PAN M 360 : Lorsque vous avez immigré en 2019, c’était aussi la première année où vous avez joué à Nuits d’Afrique, et vous y jouez depuis quelques années maintenant. Qu’est-ce qui vous amène à revenir au spectacle chaque année?
Bianca Rocha : Nuits d’Afrique n’est pas la première scène que j’ai jouée ici, mais c’est le premier festival auquel j’ai participé, avec Rodrigo Simões. Ce festival est significatif de la passion que j’ai pour Montréal. Le festival a toujours lieu au début de l’été, et je suis arrivé en avril. J’étais en train d’apprendre à connaître la ville et son ambiance, car nous n’avions pas fait beaucoup de recherches avant de venir ici. Lorsque je suis arrivée et que j’ai vu le festival, j’ai eu un véritable coup de foudre, car c’est un endroit où les immigrés comme moi ou les personnes venues d’ailleurs sont mis en avant et valorisés. Cela m’a donné beaucoup d’espoir pour le monde. J’ai décidé de revenir chaque année et l’expérience a toujours été différente, c’est pourquoi je garderai toujours une porte et un cœur ouverts pour le festival. C’est aussi un événement respectueux, et j’aime cela.
PAN M 360 : Et qu’est-ce que vous faites de différent cette année?
Bianca Rocha : Le concert de cette année est spécial parce que c’est la première année que je présente des chansons de mon album.
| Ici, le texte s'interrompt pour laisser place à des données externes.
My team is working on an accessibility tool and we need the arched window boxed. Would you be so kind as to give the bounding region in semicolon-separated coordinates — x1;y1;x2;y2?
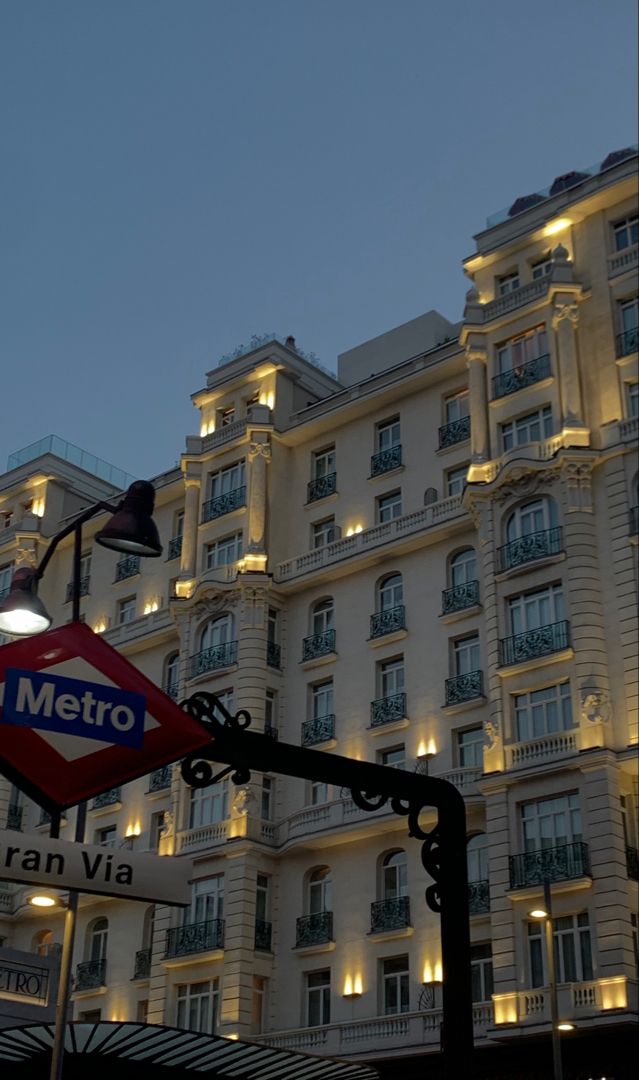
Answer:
380;850;408;900
163;652;179;698
448;548;477;589
466;833;488;882
31;930;53;956
308;866;332;915
311;596;335;634
378;573;404;611
200;613;233;652
85;918;109;960
506;498;557;543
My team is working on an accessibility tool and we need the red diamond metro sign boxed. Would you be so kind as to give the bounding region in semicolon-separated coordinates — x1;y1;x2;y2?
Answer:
0;622;210;810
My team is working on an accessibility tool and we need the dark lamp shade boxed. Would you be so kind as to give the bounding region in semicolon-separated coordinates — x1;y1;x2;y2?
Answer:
95;480;162;558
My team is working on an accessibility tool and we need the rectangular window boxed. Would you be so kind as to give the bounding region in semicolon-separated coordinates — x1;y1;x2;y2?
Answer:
377;416;402;453
501;405;553;451
528;912;593;986
377;491;402;525
508;585;566;634
381;956;409;1016
612;214;639;252
444;390;470;423
446;465;468;496
497;326;548;374
311;517;339;551
378;657;404;698
513;683;574;742
118;596;136;626
176;978;219;1035
304;969;330;1027
205;532;244;570
520;792;583;851
457;726;484;769
452;634;481;675
471;942;493;1001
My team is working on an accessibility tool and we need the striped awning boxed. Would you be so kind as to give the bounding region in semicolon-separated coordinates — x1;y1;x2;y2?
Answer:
0;1021;379;1080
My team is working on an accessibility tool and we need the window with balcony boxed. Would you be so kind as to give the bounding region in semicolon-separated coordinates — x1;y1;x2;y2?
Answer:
439;390;471;450
376;491;402;525
304;968;330;1027
308;446;337;502
204;532;244;570
380;956;410;1016
311;517;340;551
616;296;639;356
118;596;137;626
501;405;553;453
528;912;594;987
370;573;406;638
370;416;402;476
612;214;639;252
471;942;493;1002
175;978;219;1035
513;683;574;742
492;326;550;397
500;584;570;666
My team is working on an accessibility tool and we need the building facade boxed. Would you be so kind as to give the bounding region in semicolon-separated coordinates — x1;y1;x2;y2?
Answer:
0;149;639;1077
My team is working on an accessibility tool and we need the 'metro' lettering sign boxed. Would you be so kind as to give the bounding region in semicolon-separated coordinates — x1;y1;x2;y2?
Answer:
3;667;146;747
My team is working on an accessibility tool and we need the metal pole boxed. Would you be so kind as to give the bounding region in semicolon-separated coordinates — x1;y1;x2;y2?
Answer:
544;878;563;1080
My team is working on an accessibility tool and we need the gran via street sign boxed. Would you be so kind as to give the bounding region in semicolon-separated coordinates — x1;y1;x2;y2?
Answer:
0;622;210;810
0;829;193;907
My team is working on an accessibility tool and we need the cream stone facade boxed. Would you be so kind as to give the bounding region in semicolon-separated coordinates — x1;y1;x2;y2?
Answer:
0;150;639;1077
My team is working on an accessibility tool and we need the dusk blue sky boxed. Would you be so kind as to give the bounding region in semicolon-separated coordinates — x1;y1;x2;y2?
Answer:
0;0;637;476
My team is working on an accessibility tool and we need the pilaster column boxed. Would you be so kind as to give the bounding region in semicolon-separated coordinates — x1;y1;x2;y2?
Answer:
553;293;584;428
466;346;490;462
179;472;200;579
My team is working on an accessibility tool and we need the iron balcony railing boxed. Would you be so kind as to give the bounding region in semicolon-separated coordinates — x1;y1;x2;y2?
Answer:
370;896;410;934
492;353;550;399
166;537;182;559
92;787;122;810
508;840;592;889
302;630;335;663
267;642;282;667
439;416;471;450
468;881;490;915
307;473;337;502
191;642;237;678
165;919;225;957
149;765;173;792
302;713;335;746
370;604;406;637
441;581;479;615
370;693;406;728
255;919;273;953
499;619;570;667
115;555;139;581
65;573;91;604
616;326;639;356
370;443;402;476
133;947;151;978
446;671;484;705
295;912;332;948
497;525;562;571
73;959;107;990
202;485;246;522
6;802;25;831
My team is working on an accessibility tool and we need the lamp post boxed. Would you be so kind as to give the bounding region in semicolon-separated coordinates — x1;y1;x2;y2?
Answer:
0;481;162;1080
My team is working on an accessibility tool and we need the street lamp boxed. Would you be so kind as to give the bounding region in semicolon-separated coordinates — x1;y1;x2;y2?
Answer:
0;481;162;1080
528;877;574;1080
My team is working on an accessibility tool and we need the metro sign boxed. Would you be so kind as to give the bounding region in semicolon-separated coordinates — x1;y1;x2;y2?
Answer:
0;622;210;810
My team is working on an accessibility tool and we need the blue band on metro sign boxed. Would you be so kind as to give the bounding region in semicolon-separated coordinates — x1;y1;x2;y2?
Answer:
0;667;146;748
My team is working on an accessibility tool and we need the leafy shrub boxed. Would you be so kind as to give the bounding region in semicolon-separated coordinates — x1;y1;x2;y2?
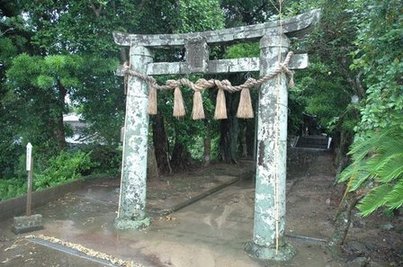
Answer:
34;151;93;190
0;178;27;201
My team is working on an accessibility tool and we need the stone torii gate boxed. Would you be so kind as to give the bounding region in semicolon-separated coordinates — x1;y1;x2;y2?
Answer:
113;10;320;260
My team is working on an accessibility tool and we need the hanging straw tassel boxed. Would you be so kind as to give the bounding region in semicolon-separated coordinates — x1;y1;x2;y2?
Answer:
192;90;205;120
173;86;185;118
148;85;157;115
214;89;227;120
236;88;253;119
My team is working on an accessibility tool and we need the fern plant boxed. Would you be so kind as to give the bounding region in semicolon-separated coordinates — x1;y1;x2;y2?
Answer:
338;120;403;216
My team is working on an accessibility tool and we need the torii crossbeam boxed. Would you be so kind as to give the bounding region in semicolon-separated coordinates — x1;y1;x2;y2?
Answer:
113;10;320;260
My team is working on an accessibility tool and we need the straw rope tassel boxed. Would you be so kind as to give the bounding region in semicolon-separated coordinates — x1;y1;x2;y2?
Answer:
236;88;253;119
214;88;227;120
192;90;206;120
173;87;186;118
148;85;158;115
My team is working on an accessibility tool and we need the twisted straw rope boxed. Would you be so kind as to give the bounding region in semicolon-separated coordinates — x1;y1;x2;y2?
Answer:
123;52;294;93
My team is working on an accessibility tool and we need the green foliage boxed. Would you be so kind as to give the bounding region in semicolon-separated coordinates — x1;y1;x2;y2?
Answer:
177;0;224;32
339;122;403;216
340;0;403;216
34;151;93;190
351;0;403;132
0;178;27;201
82;145;122;175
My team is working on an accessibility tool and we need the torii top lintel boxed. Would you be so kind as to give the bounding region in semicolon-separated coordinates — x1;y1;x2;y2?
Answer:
113;9;320;47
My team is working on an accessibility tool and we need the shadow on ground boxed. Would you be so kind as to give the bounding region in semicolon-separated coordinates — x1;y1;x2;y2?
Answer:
0;156;403;267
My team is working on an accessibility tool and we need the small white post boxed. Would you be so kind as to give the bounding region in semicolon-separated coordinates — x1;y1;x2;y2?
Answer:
26;143;32;216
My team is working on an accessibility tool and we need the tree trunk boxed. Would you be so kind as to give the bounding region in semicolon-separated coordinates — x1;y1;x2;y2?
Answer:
152;114;172;174
328;192;359;257
203;137;211;166
53;80;67;150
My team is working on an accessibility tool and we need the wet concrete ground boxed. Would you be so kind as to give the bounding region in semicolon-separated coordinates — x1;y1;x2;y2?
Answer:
0;154;403;267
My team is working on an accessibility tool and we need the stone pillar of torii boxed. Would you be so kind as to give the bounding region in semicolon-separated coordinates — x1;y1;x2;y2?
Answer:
114;10;320;260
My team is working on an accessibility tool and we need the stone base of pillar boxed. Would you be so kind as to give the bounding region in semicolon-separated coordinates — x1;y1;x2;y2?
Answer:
244;241;296;261
114;217;151;230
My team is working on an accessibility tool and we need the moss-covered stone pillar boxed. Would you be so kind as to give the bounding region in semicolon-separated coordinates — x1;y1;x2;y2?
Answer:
115;46;152;229
245;35;294;260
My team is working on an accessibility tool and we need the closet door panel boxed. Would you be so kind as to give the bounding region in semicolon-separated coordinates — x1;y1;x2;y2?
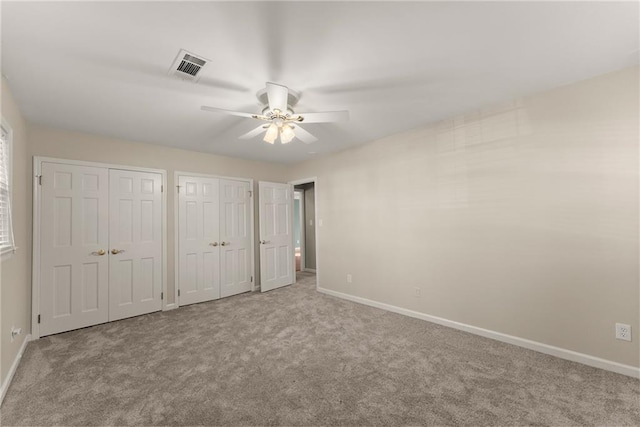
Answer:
220;179;252;297
39;162;109;336
109;169;162;320
178;176;220;305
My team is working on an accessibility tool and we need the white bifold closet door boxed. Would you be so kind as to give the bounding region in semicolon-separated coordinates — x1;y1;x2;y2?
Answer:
39;162;163;336
258;181;294;292
178;175;252;305
220;179;253;298
109;169;162;320
39;163;109;336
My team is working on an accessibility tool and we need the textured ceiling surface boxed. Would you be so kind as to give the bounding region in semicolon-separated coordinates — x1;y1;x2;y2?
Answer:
1;1;639;163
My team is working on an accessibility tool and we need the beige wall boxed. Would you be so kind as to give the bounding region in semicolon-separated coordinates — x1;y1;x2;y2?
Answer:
288;68;640;367
0;77;32;384
29;126;285;303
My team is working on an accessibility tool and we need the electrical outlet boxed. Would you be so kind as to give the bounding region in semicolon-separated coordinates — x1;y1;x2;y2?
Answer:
616;323;631;341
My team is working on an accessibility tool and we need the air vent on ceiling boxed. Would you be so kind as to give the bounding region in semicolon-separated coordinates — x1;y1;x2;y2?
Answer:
169;49;209;82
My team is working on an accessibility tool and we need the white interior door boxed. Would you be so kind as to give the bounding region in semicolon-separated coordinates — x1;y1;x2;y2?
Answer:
178;176;220;305
259;181;294;292
220;179;253;298
40;162;109;336
109;169;162;320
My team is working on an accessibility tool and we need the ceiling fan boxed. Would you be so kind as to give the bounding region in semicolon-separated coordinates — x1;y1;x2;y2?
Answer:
201;83;349;144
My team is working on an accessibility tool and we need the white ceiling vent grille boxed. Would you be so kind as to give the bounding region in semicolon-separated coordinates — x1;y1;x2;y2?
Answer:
169;49;209;82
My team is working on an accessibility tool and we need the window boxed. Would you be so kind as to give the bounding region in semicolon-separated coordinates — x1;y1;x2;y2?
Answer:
0;120;15;254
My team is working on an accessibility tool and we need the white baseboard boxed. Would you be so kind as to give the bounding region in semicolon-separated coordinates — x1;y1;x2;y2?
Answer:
318;288;640;378
0;335;31;406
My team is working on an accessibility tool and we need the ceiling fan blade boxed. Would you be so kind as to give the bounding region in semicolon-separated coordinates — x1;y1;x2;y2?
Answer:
267;82;289;113
294;111;349;123
238;125;269;139
293;124;318;144
200;105;263;119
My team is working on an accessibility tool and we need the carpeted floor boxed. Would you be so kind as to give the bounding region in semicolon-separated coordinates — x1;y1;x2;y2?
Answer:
0;273;640;426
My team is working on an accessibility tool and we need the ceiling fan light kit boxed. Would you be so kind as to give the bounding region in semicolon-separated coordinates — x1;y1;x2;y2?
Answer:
201;82;349;144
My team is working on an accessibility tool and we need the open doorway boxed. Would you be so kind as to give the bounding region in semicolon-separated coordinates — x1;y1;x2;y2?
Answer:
293;182;316;273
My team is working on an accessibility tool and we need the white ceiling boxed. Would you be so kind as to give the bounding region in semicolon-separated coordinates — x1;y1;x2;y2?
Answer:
2;1;639;163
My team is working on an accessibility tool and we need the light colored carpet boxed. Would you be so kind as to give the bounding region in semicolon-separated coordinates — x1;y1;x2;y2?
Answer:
1;273;640;426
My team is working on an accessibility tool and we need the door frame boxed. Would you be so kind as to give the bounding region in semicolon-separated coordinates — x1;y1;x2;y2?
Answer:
288;176;322;289
293;190;304;272
31;156;168;339
173;171;258;308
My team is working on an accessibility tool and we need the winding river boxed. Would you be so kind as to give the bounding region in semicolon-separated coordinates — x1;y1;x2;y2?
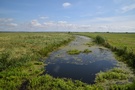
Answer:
45;36;117;84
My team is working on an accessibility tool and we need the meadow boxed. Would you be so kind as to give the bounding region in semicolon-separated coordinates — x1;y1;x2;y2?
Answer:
0;33;135;90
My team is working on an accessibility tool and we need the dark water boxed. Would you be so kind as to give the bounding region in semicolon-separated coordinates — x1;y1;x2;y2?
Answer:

Les années précédentes, je présentais toujours de la musique issue des projets d’autres personnes. J’ai également choisi un répertoire plus festif, et la partie la plus spéciale est que je partagerai la scène du festival avec Flavia Nascimento pour la première fois. Dans la communauté brésilienne, nous l’appelons le Soleil, car sa voix, sa forte énergie et son cœur ensoleillent toujours tout. Elle a un cœur énorme et partager la scène avec elle est toujours un plaisir. Je suis donc très honorée de l’avoir à mes côtés pour partager notre culture.
PAN M 360 : Quels sont les projets sur lesquels vous travaillez actuellement?
Bianca Rocha : J’ai déjà quelques projets en cours. Il y a une émission spéciale qui sortira à l’automne – je n’ai pas encore la date, mais c’est La Sauce Piquante avec Eli Levinson. Un autre projet intéressant que je réalise concerne principalement des femmes que je connais ici à Montréal. Je ne peux pas en parler davantage parce que je veux garder le secret. J’ai aussi un vidéoclip qui vient de sortir – mon dernier single de mon récent album – et qui a été bien accueilli. Il parle de la violence faite aux femmes, et dans ce cas précis, il s’agit d’une femme qui a trop peur pour quitter sa maison.
PAN M 360 : Pourquoi est-il important pour vous de faire passer des messages féministes?
Bianca Rocha : Lorsque quelqu’un est seul dans une situation de violence, il peut se sentir seul et avoir l’impression qu’il est impossible de partir. La chanson est un message pour que les gens soient plus attentifs et empathiques, parce que tout le monde connaît quelqu’un qui a été dans une situation de violence physique ou psychologique. Il y a beaucoup de gens de mon âge au Brésil qui ont vécu cela. Le message de la musique est que vous n’êtes pas seul. Vous êtes toujours dans votre coin. Vous pouvez vous rétablir et vous retrouver, et lorsque vous décidez de partir, vous devez demander de l’aide. Il y a des organisations et des gens qui sont là pour vous soutenir dans ces moments-là – de plus en plus dans le monde ces derniers temps – mais il est toujours nécessaire d’en parler.
PAN M 360 : Merci beaucoup Bianca, c’est admirable que vous ayez la force et le courage de partager ces messages. Bonne chance pour les Nuits d’Afrique!